Cees-Jan

- Post source at 🐙

Scaling PHP FPM based on utilization demand on Kubernetes

Ever since I've migrated to Kubernetes I've been working on a Matomo Helm chart. Part of that Helm chart is having autoscale it on how busy PHP FPM is, a.k.a. the percentage of busy workers.

Horizontal Pod Autoscaler Status

FPM Configuration

In order to be able to scale well later on we want our FPM configuration to be predictable. So we're going to configure it with a fixed number of always running workers. The following configuration will have 20 workers (referred to as children by FPM) that are always running. Each worker gets restarted after handling 1000 requests. The advantage of this is that we have know the total worker count, the idle worker count, and the active worker count, with the added bonus that it's slightly faster than having to start a new process when we're out of idle workers.

pm = static
pm.max_children = 20
pm.max_requests = 1000

Resources

Before we can do anything useful with the worker usage metrics we must ensure that we have both the CPU and the memory resources for our pods configured. This is something you'd have to figure out for your own application. A good starting point is to set CPU resources to 1 and 512Mi memory. For my own Matomo I'm at 500m CPU and 245Mi memory as it's low traffic. Once you have container metrics from Kubernetes have a look at how much CPU and memory it's really using and adjust to the point where the CPU won't get throttled anymore, and your container won't get OOMKilled for using too much memory.

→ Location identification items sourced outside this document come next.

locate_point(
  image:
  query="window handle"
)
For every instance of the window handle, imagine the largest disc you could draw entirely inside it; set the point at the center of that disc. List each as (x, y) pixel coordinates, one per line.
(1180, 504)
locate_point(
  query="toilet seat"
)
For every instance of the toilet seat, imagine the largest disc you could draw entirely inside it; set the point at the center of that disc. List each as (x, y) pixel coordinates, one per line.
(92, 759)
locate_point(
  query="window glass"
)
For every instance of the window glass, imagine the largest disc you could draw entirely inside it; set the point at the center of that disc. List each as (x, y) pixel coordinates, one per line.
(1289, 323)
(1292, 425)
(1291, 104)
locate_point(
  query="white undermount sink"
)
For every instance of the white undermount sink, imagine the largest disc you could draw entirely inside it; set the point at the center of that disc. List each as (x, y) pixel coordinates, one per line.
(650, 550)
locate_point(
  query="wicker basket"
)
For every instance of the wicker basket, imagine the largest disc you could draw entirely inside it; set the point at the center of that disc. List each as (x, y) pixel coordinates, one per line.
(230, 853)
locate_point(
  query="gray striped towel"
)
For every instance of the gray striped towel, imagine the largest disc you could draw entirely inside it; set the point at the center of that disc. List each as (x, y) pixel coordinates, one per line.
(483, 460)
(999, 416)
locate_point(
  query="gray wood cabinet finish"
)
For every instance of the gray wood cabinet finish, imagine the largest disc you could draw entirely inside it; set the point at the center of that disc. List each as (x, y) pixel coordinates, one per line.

Note: Make sure that you tweak the resources well before you move on to the next steps, it is really important for the stability of your service and effects autoscaling fundamentally same as the FPM configuration. The engineering team at Omio write a great article that dives deep in how CPU throttling works in Kubernetes.

Metrics

In order to scale we need one very important bit of information: Metrics. Since FPM doesn't expose Prometheus metrics, yet, we're going with sidecar container for that using php-fpm_exporter. The following container definition sets up a resource tight (enough to run it) container for metrics scraping from FPM, assuming it's on port 9666:

- name: fpm-metrics
  image: "hipages/php-fpm_exporter:1"
  imagePullPolicy: IfNotPresent
  readinessProbe:
    httpGet:
      path: /metrics
      port: fpm-metrics
    periodSeconds: 5
  livenessProbe:
    httpGet:
      path: /metrics
      port: fpm-metrics
    periodSeconds: 5
  startupProbe:
    failureThreshold: 120
    periodSeconds: 1
    httpGet:
      path: /metrics
      port: fpm-metrics
  env:
    # FastCGI address where FPM listens on, we're connecting over TCP
    - name: PHP_FPM_SCRAPE_URI
      value: tcp://127.0.0.1:9666/status
    # Address on which to expose metrics and web interface.
    - name: PHP_FPM_WEB_LISTEN_ADDRESS
      value: 6999
    # Path under which to expose metrics.
    - name: PHP_FPM_WEB_TELEMETRY_PATH
      value: /metrics
    # Enabled to calculate process numbers via php-fpm_exporter since PHP-FPM sporadically reports wrong active/idle/total process numbers.
    - name: PHP_FPM_FIX_PROCESS_COUNT
      value: "true"
    # Only log messages with the given severity or above. Valid levels: [debug, info, warn, error, fatal] (default "error")
    - name: PHP_FPM_LOG_LEVEL
      value: info
  resources:
    limits:
      cpu: 40m
      memory: 32Mi
    requests:
      cpu: 40m
      memory: 32Mi

Next up make sure these metrics are scraped by Prometheus so we can use them in the next step.

Prometheus Adapter

While Prometheus is pretty much the facto default in metrics on Kubernetes, Kubernetes doesn't come with scaling support based on it build in. In order to be able to scale based on Prometheus metrics we're going to need an adapter, prometheus-adapter specifically. It even comes with a Helm chart!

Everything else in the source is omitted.